可宋景明一聽這話,渾身一顫,難以置信的看著宋言,脫口而出,
“是誰告訴你的?”
他知道?
宋言暗道一聲糟糕,但也而隻能解釋道:
“此次為了救治莊子上的農戶,孩兒請了中街回春醫館的謝郎中,也與他說過您的病情。”
是他?
謝必嚴?
此人宋景明還有些印象,但不過是一個醫術平平的郎中,為何能看出他的病不是舊疾複發?
一瞬間,宋景明的心思也有些混亂,眼神驚疑不定,
“此事你無需過問,眼下最重要的是,確保莊子上的農戶安然無恙,以免被有心人利用。”
“再有幾日,便是慶國公的壽誕,到時候,你代為父去賀壽,順便見見你那未婚妻。”
還有未婚妻?
見宋言頷首,宋景明擺了擺手,
“我乏了,你先下去吧。”
果然是中毒,可宋景明既然知道,為何還要對外宣稱是舊疾複發?
這其中到底還藏了多少貓膩?
宋言退出房門之後,心中也像是堵著一塊巨石。
……
天京城!
高家府宅!
高亮落荒而逃之後,心中滿是憤恨。
不僅沒有將宋言拿下,反而丟了夫人又折兵。
明明與他一般,隻是個不學無術的紈絝子弟,今日不見,怎麼就突然大發神威,拳腳功夫如此了得?
難不成,他平日裡都在裝傻充愣不成?
用屁股想都知道,這渾蛋事後肯定得意揚揚!
“不行,這事決不能就這樣不明不白。可恨,著實可恨……”
高亮越想越氣,正好高顛處理完公務,一臉疲倦地回來,見高亮氣急敗壞的樣子,心中猜想,定是在外麵惹是生非,又吃了大虧。

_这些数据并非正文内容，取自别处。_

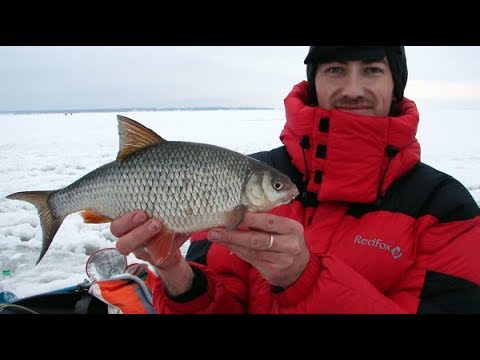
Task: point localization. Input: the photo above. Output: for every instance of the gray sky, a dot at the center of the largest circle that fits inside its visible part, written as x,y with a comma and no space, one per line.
101,77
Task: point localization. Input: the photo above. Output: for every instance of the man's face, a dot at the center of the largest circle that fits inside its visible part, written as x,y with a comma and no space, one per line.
359,87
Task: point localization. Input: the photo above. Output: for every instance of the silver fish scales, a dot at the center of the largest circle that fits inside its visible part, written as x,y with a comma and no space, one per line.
188,186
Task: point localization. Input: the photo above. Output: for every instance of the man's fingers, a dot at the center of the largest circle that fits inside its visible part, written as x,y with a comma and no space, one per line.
271,223
122,225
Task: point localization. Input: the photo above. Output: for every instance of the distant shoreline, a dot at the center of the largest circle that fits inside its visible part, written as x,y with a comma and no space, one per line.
192,108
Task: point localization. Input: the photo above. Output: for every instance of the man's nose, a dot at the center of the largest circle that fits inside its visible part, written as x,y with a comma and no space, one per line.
353,86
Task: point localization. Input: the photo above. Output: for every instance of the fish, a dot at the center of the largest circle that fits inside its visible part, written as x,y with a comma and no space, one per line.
189,186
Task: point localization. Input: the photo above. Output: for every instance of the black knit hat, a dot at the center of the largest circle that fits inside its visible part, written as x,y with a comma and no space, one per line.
395,55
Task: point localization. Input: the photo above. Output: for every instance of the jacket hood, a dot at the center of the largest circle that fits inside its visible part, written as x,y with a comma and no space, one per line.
348,157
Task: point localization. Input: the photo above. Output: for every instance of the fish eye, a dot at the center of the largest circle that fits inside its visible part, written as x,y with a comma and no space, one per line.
277,185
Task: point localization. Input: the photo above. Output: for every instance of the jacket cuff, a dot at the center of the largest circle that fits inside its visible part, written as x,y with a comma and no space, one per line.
301,288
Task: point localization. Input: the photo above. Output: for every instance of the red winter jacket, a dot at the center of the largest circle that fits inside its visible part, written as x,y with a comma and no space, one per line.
386,233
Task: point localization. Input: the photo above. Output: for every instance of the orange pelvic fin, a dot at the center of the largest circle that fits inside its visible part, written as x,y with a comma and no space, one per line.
161,246
91,217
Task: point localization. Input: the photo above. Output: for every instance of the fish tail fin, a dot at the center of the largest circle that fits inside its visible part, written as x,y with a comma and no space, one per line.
49,223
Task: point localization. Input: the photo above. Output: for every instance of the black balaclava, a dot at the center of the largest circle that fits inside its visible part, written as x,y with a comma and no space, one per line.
321,54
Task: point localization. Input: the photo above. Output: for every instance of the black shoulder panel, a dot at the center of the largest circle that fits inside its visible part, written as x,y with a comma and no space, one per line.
444,293
425,191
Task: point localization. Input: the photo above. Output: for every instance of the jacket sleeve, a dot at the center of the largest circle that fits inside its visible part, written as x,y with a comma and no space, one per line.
444,277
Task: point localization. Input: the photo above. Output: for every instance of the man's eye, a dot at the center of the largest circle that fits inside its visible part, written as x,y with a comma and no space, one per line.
334,69
373,70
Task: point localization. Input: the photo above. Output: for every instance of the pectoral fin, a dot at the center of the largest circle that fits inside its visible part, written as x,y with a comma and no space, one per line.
91,217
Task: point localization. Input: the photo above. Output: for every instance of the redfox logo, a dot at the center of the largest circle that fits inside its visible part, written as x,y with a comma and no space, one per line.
379,244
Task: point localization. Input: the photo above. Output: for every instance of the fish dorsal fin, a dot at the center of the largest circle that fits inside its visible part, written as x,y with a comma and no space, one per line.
134,136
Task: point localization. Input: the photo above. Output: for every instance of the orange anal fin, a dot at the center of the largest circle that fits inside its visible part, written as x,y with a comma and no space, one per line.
161,246
90,217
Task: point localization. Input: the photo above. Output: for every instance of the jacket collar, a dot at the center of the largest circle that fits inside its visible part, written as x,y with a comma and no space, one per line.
348,157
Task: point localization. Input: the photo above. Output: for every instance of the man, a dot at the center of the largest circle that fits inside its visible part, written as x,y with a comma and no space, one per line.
373,231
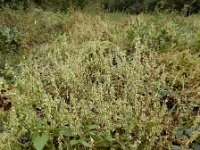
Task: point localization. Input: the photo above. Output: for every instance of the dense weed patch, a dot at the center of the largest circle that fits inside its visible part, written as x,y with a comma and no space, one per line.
94,82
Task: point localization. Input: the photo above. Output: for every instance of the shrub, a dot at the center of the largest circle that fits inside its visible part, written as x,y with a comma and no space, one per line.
136,6
9,39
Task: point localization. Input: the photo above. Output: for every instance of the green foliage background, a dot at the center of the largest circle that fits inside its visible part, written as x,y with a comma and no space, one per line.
89,79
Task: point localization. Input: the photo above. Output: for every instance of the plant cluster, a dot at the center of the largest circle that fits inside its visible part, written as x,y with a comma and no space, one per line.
102,81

“混賬東西,你不在家裡溫習,是不是又跑出去胡混了?”
“父親,此次孩兒沒有惹事,反倒是宋言闖了大禍。”
宋言?
武侯府的小子?
高亮滿臉寒霜,一五一十,將事情和盤托出。
高顛聽聞之後,不但不為高亮的委屈辯駁,卻陰惻惻道:
“混賬東西,你被人利用了還不自知?”
但轉念一想,他身為天京城府尹,近日也因為連連天災和瘟疫爆發的事情,忙得焦頭爛額。
此刻還有不少災民,被他拒在城門之外。
要說宋言能夠醫治瘟疫,他是萬萬不會相信,但可以禍水東引啊?
“父親,您一定要幫孩兒出氣啊。”
高亮眼中殺意凜然,管他是不是利用,隻要能夠處置宋言就行。
“此事我已有決斷,隻要他無法醫治農戶的瘟疫,便是必死之局。”
高顛怒瞪了高亮一眼,言辭犀利道:
“再過些時日,北荒使團就要進京,你若再敢胡作非為,我打斷你的腿。”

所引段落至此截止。